Figure 57: Graphical clarification of the NCC template matching results matrix reshaping
To match the required dimensions for the matrix-blocks this data has to be rearranged. It has been remarked that the results from the template matching stage would actually belong to the nodes but it is transferred to the links in-between nodes. Take the set of edges that represent the situation of a particular placement of a letter’s template towards all possible placements of the next letter’s template. All these edges must contain the weight of the value of the first template placement and each one must add to this value the cost distance that depends on the destination node of the edge, meaning the positioning of the next template. In other words, the NCC contribution to the total cost of all edges leaving a node must be exactly the same while the distance contribution may be different per each edge depending on the arrival node.
The fact that the template matching cost between a template placement for one letter and all possible placement of the following letters is the same one has to be reflected in the matrix. This is done by replicating the column vector as many times as the size of the search window.
b) Distance cost reshape
On the other hand, the distance cost evaluates the magnitude associated to the origin’s template placed at each pixel of origin SW and the destination template placed at each pixel of destination SW; reason why it is represented by an squared-matrix.
The description of how to arrive to this matrix shape and values is covered in previous section. Given the fact that the output of the distance assessment is already a square matrix of the desired dimensions, there is no required posterior reshaping. Output matrix of that previous step can be directly evaluated to obtain its associated cost.
Section 5.3. Graph-based word segmentation 83
Figure 58: Graphical clarification of the inter-letter distances results matrix reshaping
Last Block
The last non-squared block has only one column, connecting the last letter to the sink node; and it has as many rows as the total number of pixels in the last letter’s SW.

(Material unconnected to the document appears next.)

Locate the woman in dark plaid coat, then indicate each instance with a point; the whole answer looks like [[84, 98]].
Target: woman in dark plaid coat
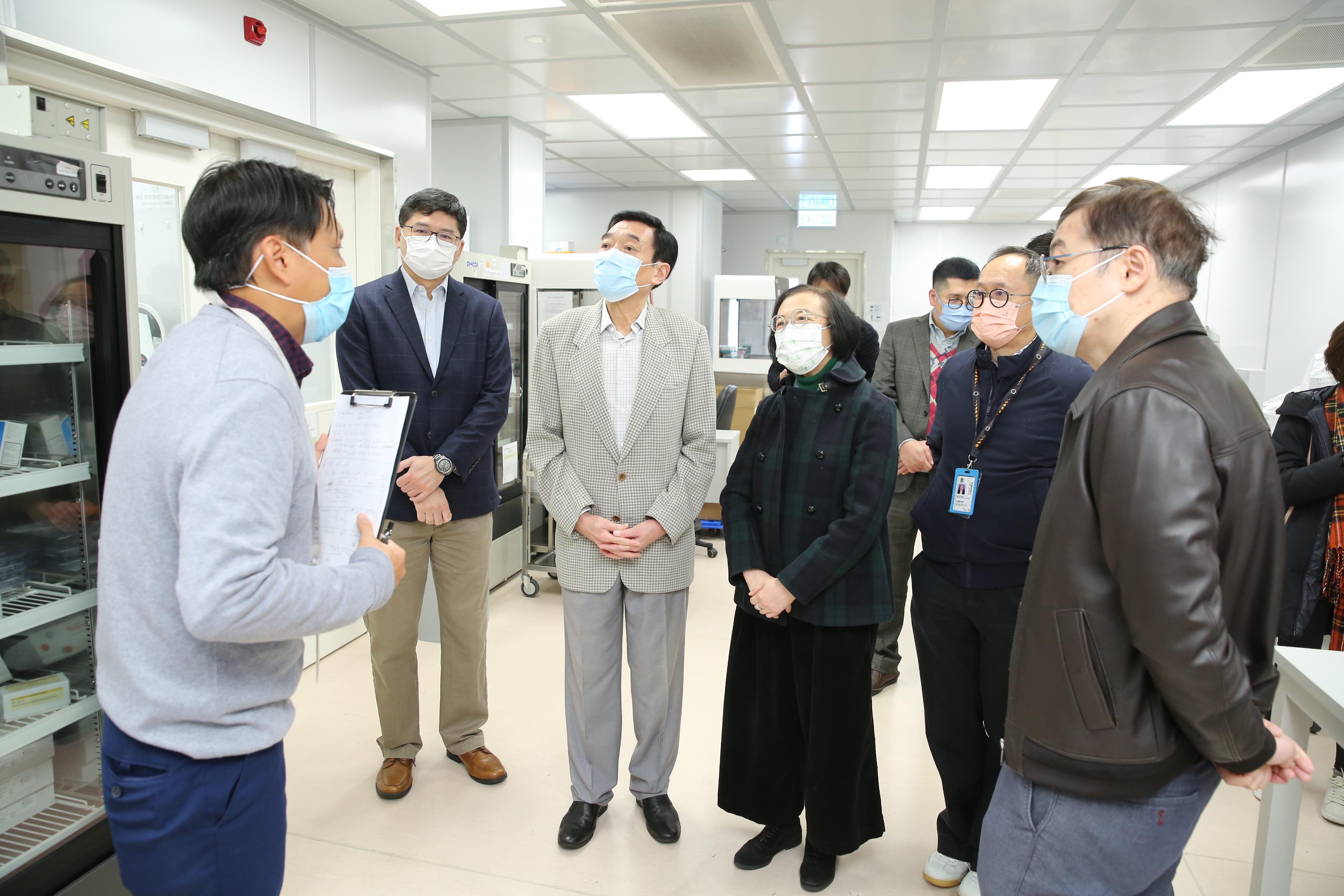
[[806, 527]]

Each of the elements of this cell is referred to the template matching cost of the last letter, i.e., the evaluated assessment of placing the template of the last letter in all possible pixels of its SW. It also contains the associated distance of connecting the “end” point of each possibility to the sink node. In this case, it is not necessary to replicate the vector containing this information because all edges are connected to a single node.
Whole cost matrix
The last step is the addition into a single matrix of the evaluated and reshaped results of Template Matching and inter-letters distance. The total cost is then computed as a linear combination of the two magnitudes. Different options are possible to generate this total cost, depending on the weight given to each one of the components. For this reason, during the algorithm development, this has been set as a free parameter to be tuned.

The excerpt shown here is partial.